Gen Z need help or AI will take their jobs
Apr 15, 2025

I have given up employing the young any more, it’s too much effort,” one advertising company CEO tells me. “My last PA sued us for wrongful dismissal after she’d claimed several grandparents’ deaths in a year and cited two dogs dying as reasons not to come into the office. When we eventually rumbled her, she blamed her ADHD drugs for causing her forgetfulness and erratic hours, and her social anxiety for needing to work from home.”
The company eventually paid her off after she claimed she was being bullied, the CEO says. “ChatGPT can do the job more efficiently, it can plan my holiday too and it isn’t always off for hen nights, doctor’s appointments and mental health days.”

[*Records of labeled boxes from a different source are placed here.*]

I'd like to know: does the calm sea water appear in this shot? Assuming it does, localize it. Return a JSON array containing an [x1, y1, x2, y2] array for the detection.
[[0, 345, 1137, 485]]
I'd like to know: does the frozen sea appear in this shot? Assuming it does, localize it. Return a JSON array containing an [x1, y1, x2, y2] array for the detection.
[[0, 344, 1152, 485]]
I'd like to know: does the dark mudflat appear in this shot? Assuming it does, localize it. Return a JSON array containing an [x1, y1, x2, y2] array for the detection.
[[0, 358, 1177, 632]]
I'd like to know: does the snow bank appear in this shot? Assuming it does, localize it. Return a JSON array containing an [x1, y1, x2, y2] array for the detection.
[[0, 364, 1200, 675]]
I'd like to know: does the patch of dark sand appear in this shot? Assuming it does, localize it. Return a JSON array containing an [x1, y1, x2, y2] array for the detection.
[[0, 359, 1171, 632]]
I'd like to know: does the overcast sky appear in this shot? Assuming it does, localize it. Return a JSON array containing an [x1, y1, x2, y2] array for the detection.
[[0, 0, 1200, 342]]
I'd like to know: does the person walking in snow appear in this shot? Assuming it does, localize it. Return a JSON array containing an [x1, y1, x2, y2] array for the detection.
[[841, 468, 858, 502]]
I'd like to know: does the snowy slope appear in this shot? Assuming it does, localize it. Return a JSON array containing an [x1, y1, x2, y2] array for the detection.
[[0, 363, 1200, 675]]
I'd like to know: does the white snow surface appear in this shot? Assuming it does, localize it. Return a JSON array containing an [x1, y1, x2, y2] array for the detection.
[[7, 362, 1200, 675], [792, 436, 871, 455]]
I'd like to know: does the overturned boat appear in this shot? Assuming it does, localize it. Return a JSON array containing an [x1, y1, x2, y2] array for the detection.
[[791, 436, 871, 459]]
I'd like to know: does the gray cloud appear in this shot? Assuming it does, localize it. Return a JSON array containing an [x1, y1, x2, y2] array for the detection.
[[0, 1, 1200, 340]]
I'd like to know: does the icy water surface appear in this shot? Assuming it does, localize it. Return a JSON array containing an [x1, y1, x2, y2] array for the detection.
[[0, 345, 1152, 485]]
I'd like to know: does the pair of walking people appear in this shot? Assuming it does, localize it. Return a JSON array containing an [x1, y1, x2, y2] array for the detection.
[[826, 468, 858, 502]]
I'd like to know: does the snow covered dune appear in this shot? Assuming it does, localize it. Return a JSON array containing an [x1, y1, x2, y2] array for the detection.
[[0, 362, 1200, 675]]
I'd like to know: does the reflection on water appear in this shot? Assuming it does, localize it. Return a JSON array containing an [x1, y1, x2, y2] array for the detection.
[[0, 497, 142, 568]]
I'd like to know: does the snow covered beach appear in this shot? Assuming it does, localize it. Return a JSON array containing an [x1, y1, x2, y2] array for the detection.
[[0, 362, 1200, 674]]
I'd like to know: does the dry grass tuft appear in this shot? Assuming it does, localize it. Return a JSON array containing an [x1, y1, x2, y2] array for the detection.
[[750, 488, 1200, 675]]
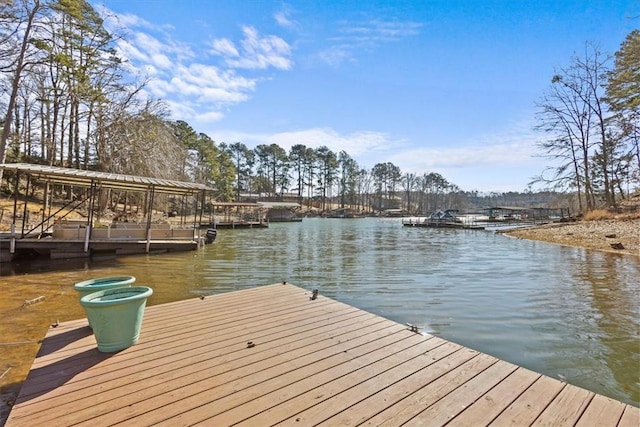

His views are echoed by executives around the country. In the law, accountancy, management consultancy, the media, engineering, graphic design and coding, AI is now capable of performing the entry-level tasks that were once the preserve of new recruits and trainees. Initially only the young knew how to control the tech tool, using it to their advantage so they could finish work early and go to the gym. But now managers have become adept at getting ChatGPT to run their work and home lives and Deloitte says that a quarter of office employees pay for it themselves. As one says: “ChatGPT is better educated, I’m not embarrassed to ask it for help with my children’s homework, as well as office projects, and I’ve even used it as my therapist.”
Meanwhile, employing people is increasingly seen as expensive and risky. Angela Rayner’s Employment Rights Bill, now reaching its final stages of debate in parliament, will soon give workers full rights from day one, including maternity and paternity leave, sick pay and, most worryingly for many CEOs, protection from dismissal — and that’s on top of national insurance hikes rises, minimum wage increases and US tariffs.
It’s not difficult to see why chatbots are the safer bet. Yesterday the Office for National Statistics said the number of jobs on offer fell to 781,000 in the first three months of the year, while payroll numbers also declined by 78,000. Employers are jettisoning staff who might be problematic or abuse the system.
Gen Z in particular are not making it easier for themselves with their demands for a cushier workplace culture, failing to realise that their jobs are first in the firing line.
Entry level means insignificant, negligible, trivial and unimportant, according to ChatGPT’s thesaurus. Poor them, you might say, why should we care? But this matters to everyone. There are already more than a million 16 to 24-year-old so-called Neets (not in education, employment, or training), often languishing at home, unable to afford to move out, and with 158 graduates chasing every job.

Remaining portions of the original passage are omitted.